In an embodiment, at least some of the processes described in connection with <FIG> may be carried out by an apparatus comprising corresponding means for carrying out at least some of the described processes. Some example means for carrying out the processes may include at least one of the following: detector, processor (including dual-core and multiple-core processors), microprocessor, digital signal processor (DSP), controller, micro-controller, receiver, transmitter, encoder, decoder, memory, RAM, ROM, software, firmware, display, user interface, display circuitry, user interface circuitry, user interface software, display software, circuit, antenna, antenna circuitry, application-specific integrated circuit (ASIC), digital signal processing device (DSPD), programmable logic device (PLD) and field programmable gate array (FPGA). For firmware or software, the implementations according embodiments may be carried out through modules of at least one chipset (procedures, functions, and so on) that perform the functions described herein. The software codes may be stored in a memory unit and executed by processors. The memory unit may be implemented within the processor or externally to the processor. In the latter case, it can be communicatively coupled to the processor via various means, as is known in the art. In an embodiment, the at least one processor, the memory, and the computer program code form processing means or comprises one or more computer program code portions for carrying out one or more operations according to any one of the embodiments of <FIG> or operations thereof.
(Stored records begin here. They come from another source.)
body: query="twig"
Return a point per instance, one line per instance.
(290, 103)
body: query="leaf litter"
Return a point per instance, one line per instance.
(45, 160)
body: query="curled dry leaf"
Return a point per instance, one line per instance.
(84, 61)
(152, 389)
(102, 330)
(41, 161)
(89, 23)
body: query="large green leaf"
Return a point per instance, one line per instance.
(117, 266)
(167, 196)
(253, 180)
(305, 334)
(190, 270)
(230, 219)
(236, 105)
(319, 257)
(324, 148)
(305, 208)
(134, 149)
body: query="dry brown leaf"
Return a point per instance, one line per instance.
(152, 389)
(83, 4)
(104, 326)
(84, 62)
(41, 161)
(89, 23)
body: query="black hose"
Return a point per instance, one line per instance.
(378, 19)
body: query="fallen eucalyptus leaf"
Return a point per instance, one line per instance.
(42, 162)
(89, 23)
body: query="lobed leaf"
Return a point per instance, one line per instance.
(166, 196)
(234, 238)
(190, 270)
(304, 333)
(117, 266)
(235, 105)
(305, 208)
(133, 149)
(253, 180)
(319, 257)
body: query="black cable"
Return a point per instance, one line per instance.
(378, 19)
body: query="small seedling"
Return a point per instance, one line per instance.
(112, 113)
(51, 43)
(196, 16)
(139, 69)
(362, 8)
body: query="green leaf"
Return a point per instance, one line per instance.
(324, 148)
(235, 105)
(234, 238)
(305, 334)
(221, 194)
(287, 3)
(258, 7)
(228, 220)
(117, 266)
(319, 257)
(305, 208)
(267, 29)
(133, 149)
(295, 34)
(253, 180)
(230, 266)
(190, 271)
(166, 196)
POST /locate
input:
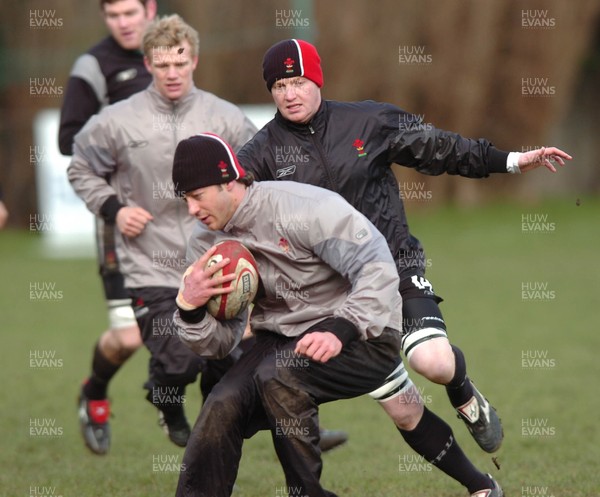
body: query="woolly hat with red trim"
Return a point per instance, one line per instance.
(291, 58)
(204, 160)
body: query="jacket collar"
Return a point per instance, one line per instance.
(244, 216)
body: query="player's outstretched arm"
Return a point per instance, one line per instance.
(542, 157)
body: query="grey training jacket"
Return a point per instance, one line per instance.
(127, 150)
(318, 258)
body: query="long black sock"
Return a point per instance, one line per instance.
(459, 389)
(102, 372)
(433, 439)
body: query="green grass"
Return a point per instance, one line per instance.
(479, 260)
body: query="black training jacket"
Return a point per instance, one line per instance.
(106, 74)
(348, 147)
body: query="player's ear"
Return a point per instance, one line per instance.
(151, 9)
(147, 64)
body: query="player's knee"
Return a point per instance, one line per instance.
(119, 344)
(120, 314)
(432, 357)
(405, 409)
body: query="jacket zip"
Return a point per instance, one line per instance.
(178, 204)
(321, 152)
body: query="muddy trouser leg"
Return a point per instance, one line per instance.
(231, 413)
(291, 388)
(172, 365)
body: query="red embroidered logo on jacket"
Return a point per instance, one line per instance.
(223, 168)
(289, 65)
(359, 146)
(284, 245)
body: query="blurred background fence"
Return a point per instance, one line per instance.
(522, 73)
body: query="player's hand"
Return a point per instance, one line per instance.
(542, 157)
(320, 346)
(131, 221)
(199, 284)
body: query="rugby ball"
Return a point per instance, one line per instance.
(245, 285)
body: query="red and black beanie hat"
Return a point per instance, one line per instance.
(204, 160)
(291, 58)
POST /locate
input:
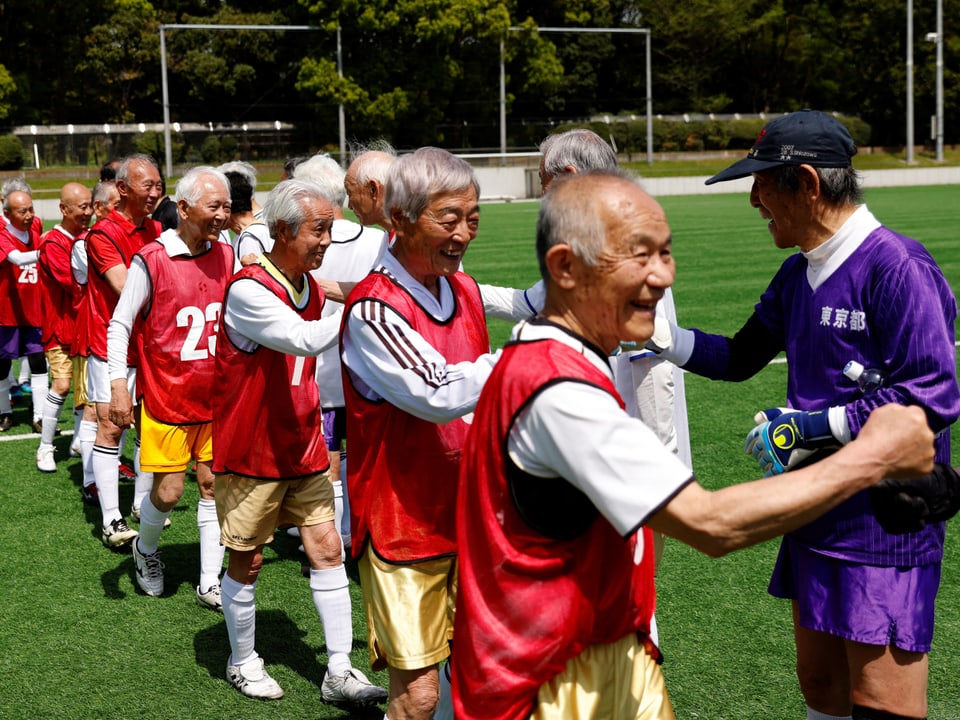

Embodiments as described may also be carried out in the form of a computer process defined by a computer program or portions thereof. Embodiments of the methods described in connection with <FIG> may be carried out by executing at least one portion of a computer program comprising corresponding instructions. The computer program may be provided as a computer readable medium comprising program instructions stored thereon or as a non-transitory computer readable medium comprising program instructions stored thereon. The computer program may be in source code form, object code form, or in some intermediate form, and it may be stored in some sort of carrier, which may be any entity or device capable of carrying the program. For example, the computer program may be stored on a computer program distribution medium readable by a computer or a processor. The computer program medium may be, for example but not limited to, a record medium, computer memory, read-only memory, electrical carrier signal, telecommunications signal, and software distribution package, for example. The computer program medium may be a non-transitory medium. Coding of software for carrying out the embodiments as shown and described is well within the scope of a person of ordinary skill in the art.

Claim 1:
An apparatus (<NUM>) comprising means for performing:
allocating (<NUM>, <NUM>) one or more of a plurality of available physical resource blocks to a plurality of terminal devices, wherein the allocating (<NUM>, <NUM>) is performed so that a power spectral density for the plurality of terminal devices matches or exceeds a pre-defined limit or a plurality of respective pre-defined limits for the power spectral density; and
in response to one or more physical resource blocks being still available (<NUM>, <NUM>) following said allocating (<NUM>, <NUM>), further allocating (<NUM>, <NUM>) at least one of the one or more physical resource blocks still available to at least one of the plurality of terminal devices, wherein the further allocating (<NUM>, <NUM>) is performed so that a pre-defined value for a modulation and coding scheme index is sustainable for said at least one of the plurality of terminal devices.